The Chronica Maiorum et Vicecomitum, with the other contents of Arnold’s common-place book, were edited for the Camden Society by T. Stapleton (1846), under the title Liber de Antiquis Legibus. Our knowledge of Arnold’s life comes from the Chronica and his own biographical notes. Extracts, with valuable notes, are edited in G.H. Pertz’s Mon. Germaniae historica, Scriptores, vol. xxviii. See also J.M. Lappenberg’s Urkundliche Geschichte des Hansischen Stahlhofes zu London (Hamburg, 1851).
(H. W. C. D)
FITZWALTER, ROBERT (d. 1235), leader of the baronial opposition against King John of England, belonged to the official aristocracy created by Henry I. and Henry II. He served John in the Norman wars, and was taken prisoner by Philip of France, and forced to pay a heavy ransom. He was implicated in the baronial conspiracy of 1212. According to his own statement the king had attempted to seduce his eldest daughter; but Robert’s account of his grievances varied from time to time. The truth seems to be that he was irritated by the suspicion with which John regarded the new baronage. Fitzwalter escaped a trial by flying to France. He was outlawed, but returned under a special amnesty after John’s reconciliation with the pope.
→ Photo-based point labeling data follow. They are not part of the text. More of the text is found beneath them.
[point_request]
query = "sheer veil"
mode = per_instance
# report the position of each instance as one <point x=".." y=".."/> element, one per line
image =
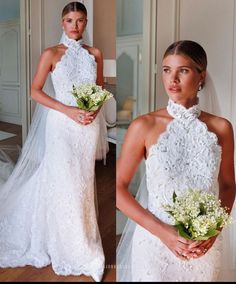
<point x="209" y="103"/>
<point x="34" y="147"/>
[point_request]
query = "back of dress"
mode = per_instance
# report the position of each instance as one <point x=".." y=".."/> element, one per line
<point x="48" y="214"/>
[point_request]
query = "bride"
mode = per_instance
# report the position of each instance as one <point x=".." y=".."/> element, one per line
<point x="47" y="212"/>
<point x="184" y="147"/>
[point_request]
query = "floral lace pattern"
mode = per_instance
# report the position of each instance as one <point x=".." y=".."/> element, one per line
<point x="52" y="218"/>
<point x="186" y="156"/>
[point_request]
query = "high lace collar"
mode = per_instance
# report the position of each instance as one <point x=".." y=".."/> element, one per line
<point x="178" y="111"/>
<point x="71" y="43"/>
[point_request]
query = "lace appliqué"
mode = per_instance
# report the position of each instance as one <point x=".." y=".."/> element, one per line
<point x="186" y="156"/>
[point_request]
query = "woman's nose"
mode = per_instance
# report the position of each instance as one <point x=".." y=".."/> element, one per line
<point x="174" y="77"/>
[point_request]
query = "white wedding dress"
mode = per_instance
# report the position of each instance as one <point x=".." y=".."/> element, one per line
<point x="186" y="156"/>
<point x="51" y="218"/>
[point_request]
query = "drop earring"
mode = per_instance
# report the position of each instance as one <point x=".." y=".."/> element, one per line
<point x="200" y="87"/>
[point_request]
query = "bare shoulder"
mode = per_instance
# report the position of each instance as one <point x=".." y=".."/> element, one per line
<point x="94" y="51"/>
<point x="221" y="126"/>
<point x="148" y="122"/>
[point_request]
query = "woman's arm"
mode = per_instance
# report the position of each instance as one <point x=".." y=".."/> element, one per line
<point x="44" y="67"/>
<point x="132" y="153"/>
<point x="227" y="187"/>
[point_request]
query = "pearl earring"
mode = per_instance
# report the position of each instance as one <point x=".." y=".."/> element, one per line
<point x="200" y="87"/>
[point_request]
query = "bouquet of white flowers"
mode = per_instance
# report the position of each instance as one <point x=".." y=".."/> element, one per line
<point x="90" y="97"/>
<point x="198" y="215"/>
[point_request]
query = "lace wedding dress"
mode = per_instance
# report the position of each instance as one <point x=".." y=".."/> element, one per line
<point x="51" y="218"/>
<point x="186" y="156"/>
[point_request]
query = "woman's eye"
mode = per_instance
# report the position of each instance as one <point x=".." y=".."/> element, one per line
<point x="166" y="70"/>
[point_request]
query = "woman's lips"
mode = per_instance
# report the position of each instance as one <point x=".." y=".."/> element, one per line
<point x="175" y="89"/>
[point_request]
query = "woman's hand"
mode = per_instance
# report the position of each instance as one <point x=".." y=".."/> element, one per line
<point x="182" y="248"/>
<point x="204" y="246"/>
<point x="80" y="116"/>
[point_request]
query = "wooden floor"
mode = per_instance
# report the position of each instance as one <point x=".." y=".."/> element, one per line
<point x="105" y="178"/>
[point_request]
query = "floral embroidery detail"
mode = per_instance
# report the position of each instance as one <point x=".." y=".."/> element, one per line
<point x="186" y="156"/>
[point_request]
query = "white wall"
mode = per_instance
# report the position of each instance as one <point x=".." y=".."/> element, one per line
<point x="9" y="10"/>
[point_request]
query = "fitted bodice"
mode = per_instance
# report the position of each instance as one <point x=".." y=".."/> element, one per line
<point x="186" y="155"/>
<point x="76" y="67"/>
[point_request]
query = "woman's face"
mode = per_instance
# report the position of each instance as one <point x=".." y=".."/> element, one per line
<point x="181" y="78"/>
<point x="74" y="24"/>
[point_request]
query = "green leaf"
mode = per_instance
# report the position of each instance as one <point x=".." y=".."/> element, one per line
<point x="212" y="232"/>
<point x="80" y="104"/>
<point x="174" y="196"/>
<point x="201" y="238"/>
<point x="182" y="231"/>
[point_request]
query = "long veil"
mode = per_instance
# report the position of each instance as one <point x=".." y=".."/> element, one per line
<point x="34" y="148"/>
<point x="208" y="102"/>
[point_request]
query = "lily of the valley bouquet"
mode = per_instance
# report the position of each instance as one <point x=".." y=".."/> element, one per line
<point x="198" y="215"/>
<point x="90" y="97"/>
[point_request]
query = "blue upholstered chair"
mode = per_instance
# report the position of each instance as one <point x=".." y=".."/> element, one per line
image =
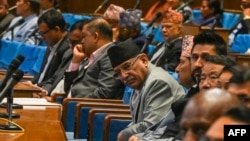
<point x="33" y="55"/>
<point x="241" y="43"/>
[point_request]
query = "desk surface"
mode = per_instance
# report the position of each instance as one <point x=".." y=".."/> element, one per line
<point x="40" y="123"/>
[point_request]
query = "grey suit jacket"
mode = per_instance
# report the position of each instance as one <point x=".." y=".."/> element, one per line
<point x="153" y="101"/>
<point x="97" y="80"/>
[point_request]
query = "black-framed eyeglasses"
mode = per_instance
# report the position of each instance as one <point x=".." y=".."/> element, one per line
<point x="126" y="67"/>
<point x="45" y="32"/>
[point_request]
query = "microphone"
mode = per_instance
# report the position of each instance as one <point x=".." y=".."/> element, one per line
<point x="16" y="77"/>
<point x="215" y="21"/>
<point x="13" y="26"/>
<point x="105" y="2"/>
<point x="137" y="5"/>
<point x="184" y="5"/>
<point x="33" y="33"/>
<point x="12" y="8"/>
<point x="12" y="67"/>
<point x="157" y="15"/>
<point x="148" y="41"/>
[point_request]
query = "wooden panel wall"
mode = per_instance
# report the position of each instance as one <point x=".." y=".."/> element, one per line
<point x="89" y="6"/>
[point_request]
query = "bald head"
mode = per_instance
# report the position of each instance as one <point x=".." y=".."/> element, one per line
<point x="203" y="109"/>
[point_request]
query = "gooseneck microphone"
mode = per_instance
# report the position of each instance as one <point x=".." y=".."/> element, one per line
<point x="157" y="15"/>
<point x="105" y="2"/>
<point x="184" y="5"/>
<point x="12" y="68"/>
<point x="215" y="21"/>
<point x="21" y="21"/>
<point x="137" y="5"/>
<point x="16" y="77"/>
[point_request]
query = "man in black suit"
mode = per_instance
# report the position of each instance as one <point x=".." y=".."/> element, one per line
<point x="52" y="28"/>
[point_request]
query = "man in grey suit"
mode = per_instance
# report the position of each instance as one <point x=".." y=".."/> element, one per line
<point x="154" y="89"/>
<point x="90" y="73"/>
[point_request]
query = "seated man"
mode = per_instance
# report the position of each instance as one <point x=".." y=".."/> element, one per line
<point x="239" y="115"/>
<point x="90" y="73"/>
<point x="154" y="89"/>
<point x="5" y="16"/>
<point x="52" y="27"/>
<point x="202" y="110"/>
<point x="130" y="27"/>
<point x="168" y="55"/>
<point x="27" y="11"/>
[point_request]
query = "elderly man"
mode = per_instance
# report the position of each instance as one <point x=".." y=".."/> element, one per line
<point x="168" y="55"/>
<point x="27" y="11"/>
<point x="130" y="27"/>
<point x="184" y="74"/>
<point x="202" y="110"/>
<point x="5" y="16"/>
<point x="112" y="16"/>
<point x="154" y="89"/>
<point x="90" y="73"/>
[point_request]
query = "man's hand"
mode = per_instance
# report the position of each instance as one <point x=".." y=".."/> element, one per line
<point x="78" y="54"/>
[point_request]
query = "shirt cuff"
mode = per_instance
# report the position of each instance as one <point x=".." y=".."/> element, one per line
<point x="73" y="67"/>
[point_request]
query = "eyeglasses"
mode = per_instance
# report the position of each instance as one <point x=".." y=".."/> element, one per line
<point x="125" y="68"/>
<point x="45" y="32"/>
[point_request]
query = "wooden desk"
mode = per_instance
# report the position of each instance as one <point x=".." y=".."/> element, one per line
<point x="37" y="112"/>
<point x="20" y="89"/>
<point x="40" y="123"/>
<point x="23" y="90"/>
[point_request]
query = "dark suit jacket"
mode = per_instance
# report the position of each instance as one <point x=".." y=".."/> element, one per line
<point x="171" y="58"/>
<point x="56" y="60"/>
<point x="51" y="83"/>
<point x="5" y="21"/>
<point x="245" y="26"/>
<point x="96" y="81"/>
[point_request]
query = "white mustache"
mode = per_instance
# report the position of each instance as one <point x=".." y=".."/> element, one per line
<point x="127" y="79"/>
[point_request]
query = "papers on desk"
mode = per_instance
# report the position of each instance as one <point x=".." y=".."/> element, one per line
<point x="32" y="102"/>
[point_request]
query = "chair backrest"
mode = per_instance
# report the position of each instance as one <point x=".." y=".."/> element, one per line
<point x="69" y="110"/>
<point x="82" y="113"/>
<point x="96" y="121"/>
<point x="114" y="124"/>
<point x="243" y="60"/>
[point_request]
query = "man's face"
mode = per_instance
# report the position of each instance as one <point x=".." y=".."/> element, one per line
<point x="224" y="79"/>
<point x="133" y="71"/>
<point x="198" y="57"/>
<point x="184" y="72"/>
<point x="89" y="41"/>
<point x="124" y="33"/>
<point x="46" y="4"/>
<point x="216" y="131"/>
<point x="170" y="31"/>
<point x="50" y="36"/>
<point x="242" y="90"/>
<point x="3" y="10"/>
<point x="209" y="75"/>
<point x="22" y="7"/>
<point x="75" y="37"/>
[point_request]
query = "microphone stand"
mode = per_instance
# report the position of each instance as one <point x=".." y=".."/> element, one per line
<point x="9" y="107"/>
<point x="148" y="40"/>
<point x="137" y="5"/>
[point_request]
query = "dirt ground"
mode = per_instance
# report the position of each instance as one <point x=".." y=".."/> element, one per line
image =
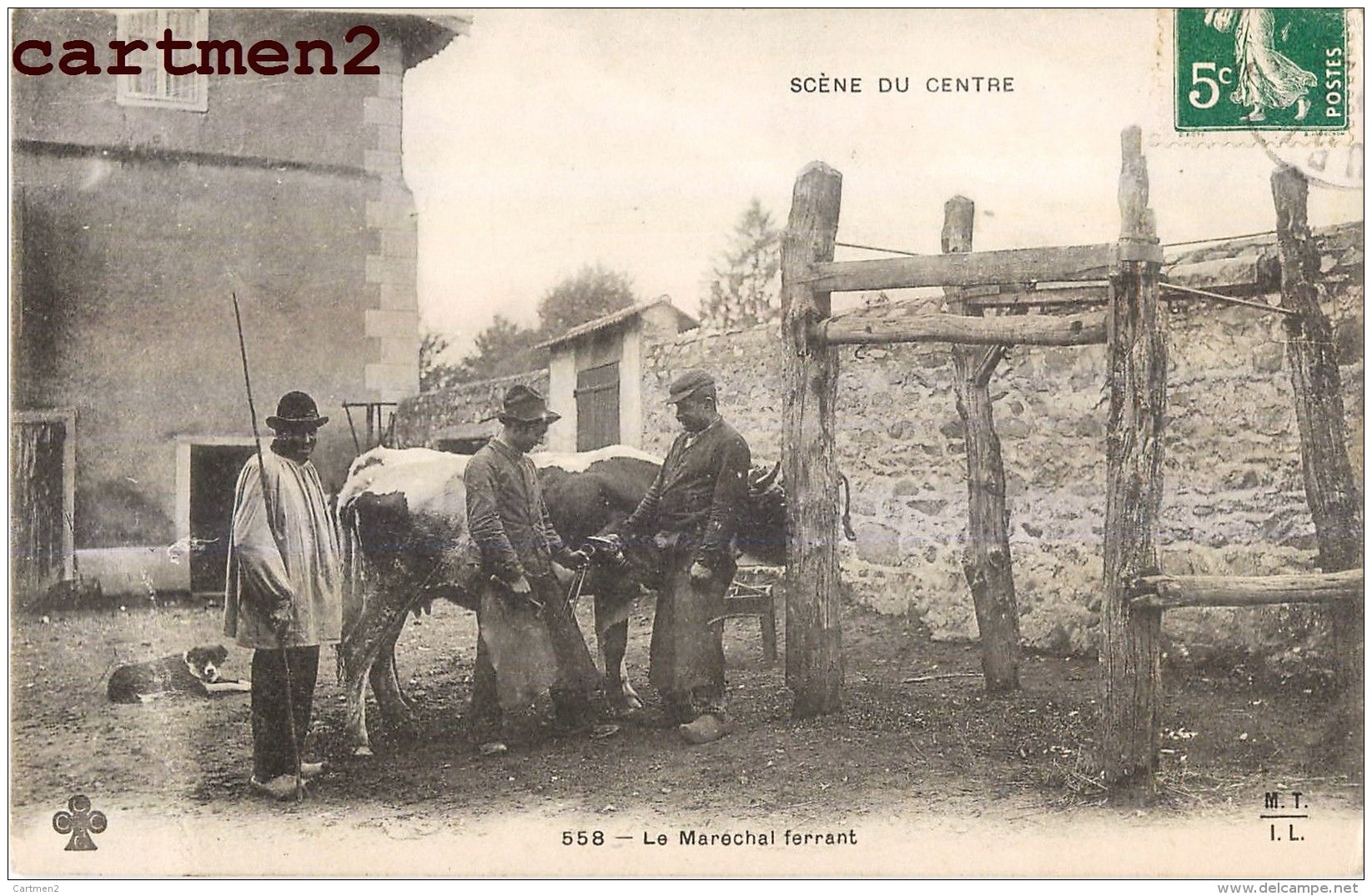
<point x="903" y="757"/>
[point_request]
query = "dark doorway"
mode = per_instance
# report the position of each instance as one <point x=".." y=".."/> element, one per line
<point x="214" y="472"/>
<point x="597" y="406"/>
<point x="38" y="521"/>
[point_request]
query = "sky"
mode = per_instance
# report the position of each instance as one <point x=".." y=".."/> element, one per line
<point x="548" y="140"/>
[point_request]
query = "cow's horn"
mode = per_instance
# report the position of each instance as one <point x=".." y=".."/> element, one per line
<point x="766" y="482"/>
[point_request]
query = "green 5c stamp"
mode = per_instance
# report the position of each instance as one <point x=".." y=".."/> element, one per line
<point x="1261" y="70"/>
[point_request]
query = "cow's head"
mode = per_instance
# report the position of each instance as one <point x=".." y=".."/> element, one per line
<point x="761" y="531"/>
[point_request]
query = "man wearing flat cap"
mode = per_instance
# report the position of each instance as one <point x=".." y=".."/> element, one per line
<point x="529" y="633"/>
<point x="689" y="517"/>
<point x="284" y="591"/>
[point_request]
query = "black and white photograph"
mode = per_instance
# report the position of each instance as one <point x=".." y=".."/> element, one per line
<point x="686" y="444"/>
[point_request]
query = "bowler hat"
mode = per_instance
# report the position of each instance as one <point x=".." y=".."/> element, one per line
<point x="691" y="383"/>
<point x="525" y="405"/>
<point x="295" y="409"/>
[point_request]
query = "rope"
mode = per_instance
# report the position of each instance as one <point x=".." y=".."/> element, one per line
<point x="878" y="249"/>
<point x="1223" y="239"/>
<point x="1209" y="239"/>
<point x="1231" y="300"/>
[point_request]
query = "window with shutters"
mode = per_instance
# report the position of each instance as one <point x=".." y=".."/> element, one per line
<point x="154" y="85"/>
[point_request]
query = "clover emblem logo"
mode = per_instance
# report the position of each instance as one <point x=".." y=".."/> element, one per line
<point x="80" y="821"/>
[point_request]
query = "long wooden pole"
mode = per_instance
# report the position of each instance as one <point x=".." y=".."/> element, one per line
<point x="985" y="560"/>
<point x="903" y="324"/>
<point x="1167" y="591"/>
<point x="814" y="644"/>
<point x="1331" y="489"/>
<point x="1131" y="637"/>
<point x="1010" y="265"/>
<point x="266" y="508"/>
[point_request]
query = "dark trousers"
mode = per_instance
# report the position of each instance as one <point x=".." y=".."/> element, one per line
<point x="272" y="753"/>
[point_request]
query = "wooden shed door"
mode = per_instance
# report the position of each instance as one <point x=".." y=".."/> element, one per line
<point x="597" y="406"/>
<point x="40" y="526"/>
He continued, however, to take the lead in the baronial agitation against the king, and upon the outbreak of hostilities was elected “marshal of the army of God and Holy Church” (1215). To his influence in London it was due that his party obtained the support of the city and used it as their base of operations. The famous clause of Magna Carta (§ 39) prohibiting sentences of exile, except as the result of a lawful trial, refers more particularly to his case. He was one of the twenty-five appointed to enforce the promises of Magna Carta; and his aggressive attitude was one of the causes which contributed to the recrudescence of civil war (1215). His incompetent leadership made it necessary for the rebels to invoke the help of France. He was one of the envoys who invited Louis to England, and was the first of the barons to do homage when the prince entered London. Though slighted by the French as a traitor to his natural lord, he served Louis with fidelity until captured at the battle of Lincoln (May 1217). Released on the conclusion of peace he joined the Damietta crusade of 1219, but returned at an early date to make his peace with the regency. The remainder of his career was uneventful; he died peacefully in 1235.